The repeated outbursts of hatemongering, sabre-rattling or just plain stupidity, emanating from the lips, press statements or usually the tweets, of Donald Trump, have stopped surprising people, it has been confirmed.
In a recent survey, the results were almost unanimous. Of the 1729 people polled, 1728 of them said they expressed no surprise at all at any faux pas made by Trump.
“Well, it’s just same-old same-old now, isn’t it?” said Betty Duzzittergen, 47. “Every time there’s a disaster, he just opens his mouth wide and puts his foot right in. If he ever makes a statement without making himself look like a dick, then I’ll be surprised.”
Willie Everlern, 31, agreed entirely. “There’s a shooting, he refuses to condemn the shooter, unless he’s black or Muslim. There’s a natural disaster, he accuses the victims of not doing enough to help themselves. You wouldn’t think anyone could get it wrong absolutely all the time, but he does. One of these days he’ll get something right, and then we’ll all be doing a double-take.”

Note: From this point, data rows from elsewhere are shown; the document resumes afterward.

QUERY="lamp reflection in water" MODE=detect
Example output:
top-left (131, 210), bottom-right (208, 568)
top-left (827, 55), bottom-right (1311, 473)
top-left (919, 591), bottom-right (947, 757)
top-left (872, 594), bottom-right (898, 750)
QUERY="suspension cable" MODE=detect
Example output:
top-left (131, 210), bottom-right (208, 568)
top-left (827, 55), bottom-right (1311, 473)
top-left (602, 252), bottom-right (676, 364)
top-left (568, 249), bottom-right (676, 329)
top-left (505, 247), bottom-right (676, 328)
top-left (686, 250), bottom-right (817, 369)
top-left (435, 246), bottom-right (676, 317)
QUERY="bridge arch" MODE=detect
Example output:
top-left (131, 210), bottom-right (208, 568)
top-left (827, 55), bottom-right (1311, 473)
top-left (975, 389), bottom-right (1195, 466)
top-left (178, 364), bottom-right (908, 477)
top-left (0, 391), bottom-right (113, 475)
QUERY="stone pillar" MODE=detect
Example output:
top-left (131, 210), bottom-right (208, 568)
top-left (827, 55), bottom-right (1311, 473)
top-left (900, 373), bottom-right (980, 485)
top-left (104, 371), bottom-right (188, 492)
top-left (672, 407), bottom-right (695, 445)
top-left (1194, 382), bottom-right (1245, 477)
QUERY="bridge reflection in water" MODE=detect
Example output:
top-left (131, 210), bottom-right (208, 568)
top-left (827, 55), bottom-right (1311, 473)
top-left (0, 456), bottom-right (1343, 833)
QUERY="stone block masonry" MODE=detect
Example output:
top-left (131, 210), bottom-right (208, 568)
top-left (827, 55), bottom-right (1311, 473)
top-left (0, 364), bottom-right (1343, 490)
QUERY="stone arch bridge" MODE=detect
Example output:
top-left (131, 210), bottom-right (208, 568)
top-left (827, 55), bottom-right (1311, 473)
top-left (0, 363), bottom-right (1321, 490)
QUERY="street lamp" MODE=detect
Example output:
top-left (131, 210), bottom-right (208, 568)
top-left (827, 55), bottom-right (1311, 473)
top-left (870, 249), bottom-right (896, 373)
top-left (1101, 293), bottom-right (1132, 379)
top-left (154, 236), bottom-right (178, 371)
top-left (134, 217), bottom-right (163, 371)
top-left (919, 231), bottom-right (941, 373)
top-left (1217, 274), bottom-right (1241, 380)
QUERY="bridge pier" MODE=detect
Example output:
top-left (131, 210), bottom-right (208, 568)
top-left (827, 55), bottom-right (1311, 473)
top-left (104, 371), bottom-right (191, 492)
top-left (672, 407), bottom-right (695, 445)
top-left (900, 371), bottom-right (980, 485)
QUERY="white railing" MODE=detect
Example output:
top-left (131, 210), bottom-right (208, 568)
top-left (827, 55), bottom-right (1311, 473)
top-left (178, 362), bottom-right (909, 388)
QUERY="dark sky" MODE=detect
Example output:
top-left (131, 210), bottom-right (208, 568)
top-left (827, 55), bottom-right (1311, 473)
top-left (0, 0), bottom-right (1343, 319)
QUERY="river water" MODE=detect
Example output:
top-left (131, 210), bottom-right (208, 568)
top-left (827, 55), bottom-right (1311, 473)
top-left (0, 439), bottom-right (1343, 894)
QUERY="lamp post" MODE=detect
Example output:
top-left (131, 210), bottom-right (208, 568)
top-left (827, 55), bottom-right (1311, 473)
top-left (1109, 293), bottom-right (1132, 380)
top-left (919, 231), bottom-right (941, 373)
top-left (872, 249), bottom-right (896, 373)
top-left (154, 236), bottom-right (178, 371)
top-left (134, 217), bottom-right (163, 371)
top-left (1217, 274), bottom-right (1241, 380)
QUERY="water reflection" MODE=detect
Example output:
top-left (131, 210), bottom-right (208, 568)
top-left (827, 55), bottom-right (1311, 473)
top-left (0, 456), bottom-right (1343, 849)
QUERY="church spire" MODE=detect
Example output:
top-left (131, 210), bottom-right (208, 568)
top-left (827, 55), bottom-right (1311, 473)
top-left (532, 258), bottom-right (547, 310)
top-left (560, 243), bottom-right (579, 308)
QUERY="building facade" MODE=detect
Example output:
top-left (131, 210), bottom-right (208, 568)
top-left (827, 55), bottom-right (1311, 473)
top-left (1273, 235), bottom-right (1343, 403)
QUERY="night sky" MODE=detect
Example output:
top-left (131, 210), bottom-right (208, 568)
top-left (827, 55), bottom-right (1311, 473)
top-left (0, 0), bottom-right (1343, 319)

The exact point at which people stopped being surprised is debatable, as different people have different levels of patience, but the majority consensus of those polled said the Nazi incident in Charlotte was the point at which they stopped believing him capable of getting anything right.
The one person polled who didn’t agree with the majority was a small man who claimed not to remember his name, and when asked how surprised he was at the continued vitriol from Donald Trump, asked, “who’s Donald Trump?”
I thought about calling a doctor for him but decided against it as he’s probably the happiest person on the planet right now.